INDONESIAKININEWS.COM - Harus kita akui kalau keturunan Tionghoa adalah orang-orang yang pintar dalam berjualan. Kepintaran mereka bukan ha...
INDONESIAKININEWS.COM - Harus kita akui kalau keturunan Tionghoa adalah orang-orang yang pintar dalam berjualan. Kepintaran mereka bukan hanya masalah jual menjual barang, tapi bagaimana mengembangkan bisnis mereka dan menjaga relasi dengan orang-orang yang diperlukan.
Tapi jangan pernah batasi bahwa jualan itu hanya sebatas jualan barang, kita juga bisa menjual layanan. Bandingkan pelayanan Bank BUMN seperti BRI dibandingkan dengan BCA yang dikuasai cukong, mohon maaf ya guys penulis harus bilang bagai langit dan bumi. Sekali lagi maaf, karena penulis nasabah dua bank tersebut.

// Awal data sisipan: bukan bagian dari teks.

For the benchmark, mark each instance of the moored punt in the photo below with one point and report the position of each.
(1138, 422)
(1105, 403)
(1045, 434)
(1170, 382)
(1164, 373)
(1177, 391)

Lalu apalagi? Jualan agama, kita punya ustad Felix Kweetiau yang adalah keturunan Tionghoa. Jualan agama Felix di media sosial paling laris dibandingkan ustad lainnya. Ini pernah ada penelitian, bahwa selain follower, postingan-postingan Felix adalah yang paling banyak diikuti, diposting ulang dan dibahas.
Kehebatan keturunan Tionghoa dalam bisnis karena sikap mereka yang fleksibel dan cepat beradaptasi dengan kondisi apapun. Pada era orde baru, dimana diskriminasi terhadap etnis Tionghoa begitu marak, tapi pada saat yang sama banyak pebisnis Tionghoa yang mencapai puncak kejayaannya.
Bahkan karena saking fleksibel, pindah agama termasuk jalan yang akan ditempuh sebagian keturunan Tionghoa demi mengembangkan bisnisnya. Dedy Corbuzier contohnya, raja podcast di Indonesia yang harus kita akui pengaruhnya di dunia media sosial saat ini begitu besar. Lalu ada bos JNE dan masih banyak lagi.
Pebisnis Tionghoa yang mencapai puncak pada era Soeharto, salah satunya adalah Hary Tanoe. Saat diskriminasi terhadap etnis Tionghoa marak, Hary Tanoe malah nasib kebalikannya. Beliau melakukan relasi hingga ke puncak kekuasaan pada era itu yaitu Soeharto, melalui anaknya Bambang Trihatmodjo.
Kedekatan tersebut semakin retak setelah rezim silih berganti, dan berbagai sengketa rebutan hak milik pun terjadi antara Hary Tanoe melawan anak-anak Soeharto. Ya itulah bukti fleksibel beliau sebagai keturunan Tionghoa.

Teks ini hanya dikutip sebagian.